Once a month someone at our campus takes a turn preaching and the most personal aspect of that sermon was the video before it talking about a missionary’s journey to a country that my colleagues are trying to get some work in. I decided I would look up the missionary if I ever get there. The key phrase from the lesson was Christ telling the woman “Neither do I condemn you.” I love that story, it reminds me my role is not to judge others or avenge, but to love. Christ must be my source for love, because I know I have a hard time moving past the sin nature judgements of everyone I encounter. I want to love everyone and I want to show it to everyone, but often times I am not strong enough alone.

The morning before the freeze, our pastor led a service about gratitude. It was timely as we had a good week to learn about what we should be grateful for. It was almost comical how he tried to finish in a flurry only to come back to it the next week to reinforce the lessons from the week. From the first week, I really wanted to start journaling those things that I should praise God for in my life. When I was little, I was taught to journal facts. I was encouraged to include feelings (and not just irritations). But even when I was journaling prayer requests, I never really looked forward to looking at the list again and was not praising God when prayers were answered. One of the challenges to attempt when things go wrong was to 1) assess damage and make repairs, 2) determine current position, and 3) Fix a new path forward. It jives with how I wanted to start each day, but I never thought of it in quite that way.

The final lesson was to be desperate for God with great joy, encouragement, and refreshment based on a couple verses in Philemon. I am not sure that has quite sunk in yet, but I think I was distracted trying to remember all the things I wanted to praise God about from the previous week.
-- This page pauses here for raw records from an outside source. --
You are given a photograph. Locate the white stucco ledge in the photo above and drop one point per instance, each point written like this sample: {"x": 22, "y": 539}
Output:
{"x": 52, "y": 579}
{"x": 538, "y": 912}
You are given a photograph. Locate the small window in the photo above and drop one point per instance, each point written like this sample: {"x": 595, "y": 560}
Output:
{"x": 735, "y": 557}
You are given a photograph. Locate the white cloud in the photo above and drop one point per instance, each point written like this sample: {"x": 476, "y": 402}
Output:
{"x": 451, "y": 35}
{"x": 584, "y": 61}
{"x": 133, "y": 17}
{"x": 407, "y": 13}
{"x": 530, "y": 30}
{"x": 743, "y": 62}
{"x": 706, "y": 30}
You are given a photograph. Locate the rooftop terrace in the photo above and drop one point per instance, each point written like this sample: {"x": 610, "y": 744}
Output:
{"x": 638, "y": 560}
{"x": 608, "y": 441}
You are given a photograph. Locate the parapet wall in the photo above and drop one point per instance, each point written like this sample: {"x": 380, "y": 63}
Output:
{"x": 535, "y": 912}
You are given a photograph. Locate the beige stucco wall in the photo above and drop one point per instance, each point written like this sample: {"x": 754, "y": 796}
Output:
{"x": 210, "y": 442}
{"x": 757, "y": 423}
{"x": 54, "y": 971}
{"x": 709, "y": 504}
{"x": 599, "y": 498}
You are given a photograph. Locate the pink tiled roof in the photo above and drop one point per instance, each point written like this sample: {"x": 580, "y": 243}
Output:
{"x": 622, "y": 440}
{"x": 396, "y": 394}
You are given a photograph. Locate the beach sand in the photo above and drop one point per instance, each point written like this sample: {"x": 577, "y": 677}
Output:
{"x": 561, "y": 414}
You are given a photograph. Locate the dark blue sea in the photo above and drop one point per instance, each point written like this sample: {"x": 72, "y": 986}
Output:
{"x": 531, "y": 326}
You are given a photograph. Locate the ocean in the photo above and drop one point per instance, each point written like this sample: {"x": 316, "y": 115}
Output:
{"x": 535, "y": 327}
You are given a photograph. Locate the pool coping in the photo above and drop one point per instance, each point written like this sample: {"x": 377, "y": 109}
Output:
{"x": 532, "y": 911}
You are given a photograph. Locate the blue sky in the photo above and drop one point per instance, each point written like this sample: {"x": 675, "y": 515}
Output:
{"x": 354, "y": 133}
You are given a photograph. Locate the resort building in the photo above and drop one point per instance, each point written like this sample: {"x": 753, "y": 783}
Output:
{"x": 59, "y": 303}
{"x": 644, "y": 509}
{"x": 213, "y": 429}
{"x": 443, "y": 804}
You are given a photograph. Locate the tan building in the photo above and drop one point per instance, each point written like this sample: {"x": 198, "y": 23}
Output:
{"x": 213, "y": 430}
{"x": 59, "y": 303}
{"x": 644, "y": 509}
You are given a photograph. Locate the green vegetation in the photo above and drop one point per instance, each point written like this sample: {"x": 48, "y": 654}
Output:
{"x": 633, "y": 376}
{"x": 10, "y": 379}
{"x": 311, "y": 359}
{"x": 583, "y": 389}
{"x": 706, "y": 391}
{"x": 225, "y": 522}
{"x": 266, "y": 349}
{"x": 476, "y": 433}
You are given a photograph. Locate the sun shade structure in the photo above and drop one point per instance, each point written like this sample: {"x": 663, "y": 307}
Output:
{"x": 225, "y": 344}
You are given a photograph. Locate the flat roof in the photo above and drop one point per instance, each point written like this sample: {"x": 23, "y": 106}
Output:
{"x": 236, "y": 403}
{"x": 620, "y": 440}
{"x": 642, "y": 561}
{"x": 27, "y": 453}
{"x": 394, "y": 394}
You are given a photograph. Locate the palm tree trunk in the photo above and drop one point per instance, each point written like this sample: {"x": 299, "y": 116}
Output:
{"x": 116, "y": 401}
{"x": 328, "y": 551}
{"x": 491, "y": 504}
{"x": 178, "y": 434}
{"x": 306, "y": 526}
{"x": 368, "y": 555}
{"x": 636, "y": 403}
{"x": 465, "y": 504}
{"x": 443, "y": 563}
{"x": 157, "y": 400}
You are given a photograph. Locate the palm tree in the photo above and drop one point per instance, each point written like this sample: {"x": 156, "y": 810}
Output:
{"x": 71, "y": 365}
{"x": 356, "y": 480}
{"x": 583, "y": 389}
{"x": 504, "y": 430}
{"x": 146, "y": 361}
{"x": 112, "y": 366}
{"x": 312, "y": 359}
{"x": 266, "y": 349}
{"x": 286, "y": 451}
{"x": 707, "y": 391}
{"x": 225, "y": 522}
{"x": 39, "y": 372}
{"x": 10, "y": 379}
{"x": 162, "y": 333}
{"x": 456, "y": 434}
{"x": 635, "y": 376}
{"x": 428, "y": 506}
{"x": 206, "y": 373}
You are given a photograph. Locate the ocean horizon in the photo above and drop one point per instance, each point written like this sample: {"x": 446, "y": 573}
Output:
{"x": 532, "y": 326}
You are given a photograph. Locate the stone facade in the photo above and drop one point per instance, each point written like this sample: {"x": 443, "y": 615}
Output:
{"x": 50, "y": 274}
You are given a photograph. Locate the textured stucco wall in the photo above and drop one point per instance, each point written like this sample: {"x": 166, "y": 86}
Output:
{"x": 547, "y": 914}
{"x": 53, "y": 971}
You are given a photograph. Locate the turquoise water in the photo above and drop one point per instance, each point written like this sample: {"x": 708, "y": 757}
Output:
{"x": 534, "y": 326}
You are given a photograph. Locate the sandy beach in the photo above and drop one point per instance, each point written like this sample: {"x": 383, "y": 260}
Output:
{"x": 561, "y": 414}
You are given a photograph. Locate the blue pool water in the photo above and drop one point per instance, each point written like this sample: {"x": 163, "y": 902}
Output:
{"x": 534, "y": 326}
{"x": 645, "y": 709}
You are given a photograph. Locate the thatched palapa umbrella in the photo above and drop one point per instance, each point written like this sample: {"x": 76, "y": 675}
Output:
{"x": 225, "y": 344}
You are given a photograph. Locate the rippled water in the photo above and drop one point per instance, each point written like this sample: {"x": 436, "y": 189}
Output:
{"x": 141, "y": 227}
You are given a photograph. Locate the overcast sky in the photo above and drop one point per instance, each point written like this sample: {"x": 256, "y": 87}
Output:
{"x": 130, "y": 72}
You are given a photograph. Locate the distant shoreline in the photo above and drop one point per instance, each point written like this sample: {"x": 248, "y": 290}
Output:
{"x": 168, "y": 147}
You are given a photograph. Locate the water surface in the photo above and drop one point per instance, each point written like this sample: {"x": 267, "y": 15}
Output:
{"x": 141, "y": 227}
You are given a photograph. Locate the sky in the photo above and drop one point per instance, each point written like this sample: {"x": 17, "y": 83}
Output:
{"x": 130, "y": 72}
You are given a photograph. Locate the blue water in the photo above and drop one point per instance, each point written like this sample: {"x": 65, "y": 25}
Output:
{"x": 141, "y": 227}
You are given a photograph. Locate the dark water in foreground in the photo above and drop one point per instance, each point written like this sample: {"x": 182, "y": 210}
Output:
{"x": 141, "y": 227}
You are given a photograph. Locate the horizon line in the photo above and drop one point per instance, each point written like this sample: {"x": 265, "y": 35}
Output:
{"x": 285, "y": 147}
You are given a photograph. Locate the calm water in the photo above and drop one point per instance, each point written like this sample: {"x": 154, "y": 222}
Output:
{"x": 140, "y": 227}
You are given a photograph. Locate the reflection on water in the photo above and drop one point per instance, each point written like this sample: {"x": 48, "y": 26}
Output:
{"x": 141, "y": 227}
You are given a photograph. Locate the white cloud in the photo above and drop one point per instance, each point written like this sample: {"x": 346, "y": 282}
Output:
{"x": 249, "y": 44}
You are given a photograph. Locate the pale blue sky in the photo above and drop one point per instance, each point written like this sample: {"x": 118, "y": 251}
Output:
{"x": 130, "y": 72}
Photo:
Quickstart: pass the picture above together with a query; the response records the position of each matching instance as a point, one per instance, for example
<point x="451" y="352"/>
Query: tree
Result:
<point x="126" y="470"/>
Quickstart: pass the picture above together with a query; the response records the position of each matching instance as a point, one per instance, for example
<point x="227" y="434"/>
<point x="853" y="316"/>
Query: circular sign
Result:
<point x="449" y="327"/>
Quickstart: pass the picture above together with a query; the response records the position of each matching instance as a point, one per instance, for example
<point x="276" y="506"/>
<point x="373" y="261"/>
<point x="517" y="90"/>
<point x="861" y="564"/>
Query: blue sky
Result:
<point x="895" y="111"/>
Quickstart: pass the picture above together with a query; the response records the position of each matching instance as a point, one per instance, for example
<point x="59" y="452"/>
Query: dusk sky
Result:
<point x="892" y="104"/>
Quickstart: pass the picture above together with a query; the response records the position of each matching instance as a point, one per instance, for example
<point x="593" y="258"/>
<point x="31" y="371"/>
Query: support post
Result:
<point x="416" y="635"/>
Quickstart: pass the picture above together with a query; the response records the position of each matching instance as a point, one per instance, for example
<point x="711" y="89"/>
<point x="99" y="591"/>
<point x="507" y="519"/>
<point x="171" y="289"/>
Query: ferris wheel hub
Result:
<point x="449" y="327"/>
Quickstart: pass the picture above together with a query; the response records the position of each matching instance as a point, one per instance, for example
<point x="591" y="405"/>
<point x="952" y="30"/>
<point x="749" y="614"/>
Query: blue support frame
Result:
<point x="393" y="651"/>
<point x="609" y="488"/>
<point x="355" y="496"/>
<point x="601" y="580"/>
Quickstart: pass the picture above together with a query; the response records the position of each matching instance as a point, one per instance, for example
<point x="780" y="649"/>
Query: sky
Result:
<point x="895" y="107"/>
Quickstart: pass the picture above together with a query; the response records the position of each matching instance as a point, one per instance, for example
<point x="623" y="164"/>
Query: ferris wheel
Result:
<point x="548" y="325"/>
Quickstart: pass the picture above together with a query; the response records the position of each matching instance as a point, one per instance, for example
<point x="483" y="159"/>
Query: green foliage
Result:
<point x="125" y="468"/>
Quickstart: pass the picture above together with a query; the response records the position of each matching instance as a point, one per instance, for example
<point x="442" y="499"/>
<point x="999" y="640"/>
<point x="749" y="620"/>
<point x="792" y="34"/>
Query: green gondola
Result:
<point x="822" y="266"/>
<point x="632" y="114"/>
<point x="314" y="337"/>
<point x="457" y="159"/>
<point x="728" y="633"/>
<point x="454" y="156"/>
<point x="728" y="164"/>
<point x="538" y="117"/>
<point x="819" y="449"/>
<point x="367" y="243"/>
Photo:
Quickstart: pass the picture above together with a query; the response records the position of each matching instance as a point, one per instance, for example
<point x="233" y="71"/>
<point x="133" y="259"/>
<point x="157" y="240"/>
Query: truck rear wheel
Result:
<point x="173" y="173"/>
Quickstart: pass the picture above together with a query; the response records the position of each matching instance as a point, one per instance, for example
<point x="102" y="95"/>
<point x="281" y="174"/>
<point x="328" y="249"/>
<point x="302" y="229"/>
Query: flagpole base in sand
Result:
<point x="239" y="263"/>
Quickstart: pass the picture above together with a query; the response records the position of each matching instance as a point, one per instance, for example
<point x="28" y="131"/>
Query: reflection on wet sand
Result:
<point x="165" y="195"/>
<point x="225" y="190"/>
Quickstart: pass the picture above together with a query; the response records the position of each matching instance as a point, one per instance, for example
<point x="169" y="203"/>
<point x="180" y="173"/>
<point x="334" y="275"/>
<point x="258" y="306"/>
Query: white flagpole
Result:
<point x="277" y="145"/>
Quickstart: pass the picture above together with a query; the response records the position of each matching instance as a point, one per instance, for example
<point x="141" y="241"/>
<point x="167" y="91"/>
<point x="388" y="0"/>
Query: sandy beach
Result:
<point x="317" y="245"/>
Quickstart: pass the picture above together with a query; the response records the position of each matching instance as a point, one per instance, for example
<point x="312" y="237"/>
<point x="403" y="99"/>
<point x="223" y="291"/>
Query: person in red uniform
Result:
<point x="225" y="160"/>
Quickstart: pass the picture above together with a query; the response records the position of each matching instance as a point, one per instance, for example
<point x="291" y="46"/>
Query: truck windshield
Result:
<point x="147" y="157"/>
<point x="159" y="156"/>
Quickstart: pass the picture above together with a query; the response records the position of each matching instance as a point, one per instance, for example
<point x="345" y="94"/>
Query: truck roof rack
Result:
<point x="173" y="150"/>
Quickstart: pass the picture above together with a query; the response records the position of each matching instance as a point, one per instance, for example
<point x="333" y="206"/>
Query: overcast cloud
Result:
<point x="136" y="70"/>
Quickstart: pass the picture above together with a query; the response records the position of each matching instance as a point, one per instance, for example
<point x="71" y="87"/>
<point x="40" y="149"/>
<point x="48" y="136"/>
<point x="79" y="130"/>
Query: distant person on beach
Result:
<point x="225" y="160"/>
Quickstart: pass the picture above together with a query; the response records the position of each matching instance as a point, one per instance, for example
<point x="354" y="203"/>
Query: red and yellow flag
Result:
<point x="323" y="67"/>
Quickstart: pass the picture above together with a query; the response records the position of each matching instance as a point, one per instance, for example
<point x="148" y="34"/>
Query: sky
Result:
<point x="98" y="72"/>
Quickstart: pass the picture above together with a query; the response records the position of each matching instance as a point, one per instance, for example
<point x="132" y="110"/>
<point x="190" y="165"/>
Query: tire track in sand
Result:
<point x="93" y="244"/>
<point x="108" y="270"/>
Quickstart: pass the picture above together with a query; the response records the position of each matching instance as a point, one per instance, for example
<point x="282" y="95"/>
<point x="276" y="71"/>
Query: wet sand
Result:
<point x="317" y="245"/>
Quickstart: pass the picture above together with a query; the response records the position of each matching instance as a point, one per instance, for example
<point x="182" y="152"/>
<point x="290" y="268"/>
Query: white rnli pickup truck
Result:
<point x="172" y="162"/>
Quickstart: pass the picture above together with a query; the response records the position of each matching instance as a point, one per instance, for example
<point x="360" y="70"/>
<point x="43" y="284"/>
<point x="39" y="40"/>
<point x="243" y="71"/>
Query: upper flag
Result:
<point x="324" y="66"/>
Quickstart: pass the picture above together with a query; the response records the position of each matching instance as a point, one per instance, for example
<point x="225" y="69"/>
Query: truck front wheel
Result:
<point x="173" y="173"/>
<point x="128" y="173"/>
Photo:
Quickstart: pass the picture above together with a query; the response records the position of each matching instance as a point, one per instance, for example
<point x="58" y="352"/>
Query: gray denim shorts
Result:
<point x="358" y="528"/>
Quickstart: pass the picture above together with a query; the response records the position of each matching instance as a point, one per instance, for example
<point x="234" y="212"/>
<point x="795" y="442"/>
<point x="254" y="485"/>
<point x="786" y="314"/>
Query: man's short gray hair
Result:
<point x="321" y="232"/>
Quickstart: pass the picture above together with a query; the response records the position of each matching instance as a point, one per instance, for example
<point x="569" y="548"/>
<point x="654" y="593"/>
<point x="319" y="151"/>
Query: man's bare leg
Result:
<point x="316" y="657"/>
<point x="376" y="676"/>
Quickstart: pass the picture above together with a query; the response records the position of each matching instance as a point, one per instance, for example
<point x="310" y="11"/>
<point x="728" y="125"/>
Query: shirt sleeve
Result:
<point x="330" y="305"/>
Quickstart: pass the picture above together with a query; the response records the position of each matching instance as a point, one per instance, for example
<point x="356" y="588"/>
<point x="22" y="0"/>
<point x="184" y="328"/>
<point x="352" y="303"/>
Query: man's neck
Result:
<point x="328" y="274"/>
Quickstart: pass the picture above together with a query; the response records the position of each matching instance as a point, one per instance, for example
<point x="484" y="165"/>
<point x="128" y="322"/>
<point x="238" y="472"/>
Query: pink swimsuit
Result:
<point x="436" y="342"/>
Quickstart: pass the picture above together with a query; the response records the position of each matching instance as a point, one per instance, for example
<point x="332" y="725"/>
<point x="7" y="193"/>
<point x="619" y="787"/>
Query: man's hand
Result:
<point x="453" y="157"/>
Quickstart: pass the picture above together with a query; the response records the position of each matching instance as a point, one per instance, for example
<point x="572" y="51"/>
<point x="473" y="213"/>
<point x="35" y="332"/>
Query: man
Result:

Maybe next month I should hold off before completing this task.

A month of Sunday’s ago, we were hoping to get school started on time and recover our lives from the chaos that was our government’s “fly by the seat of your pants” effort to control the spread of a disease that hindsight’s says we should have been prepared for. As new data comes out, we are further convinced that Big D had this in January last year when she tested negative for flu and strep but was really sick. The world is probably no more messed up than it was six months ago, but it certainly feels like we should be in a better place now that then. In many ways our world has been changed forever, but in some ways it has not changed since Adam and Eve’s encounter with the serpent. I need God in ways I do not understand and while I do not like the negative connotation of “desperate”, I think I can identify.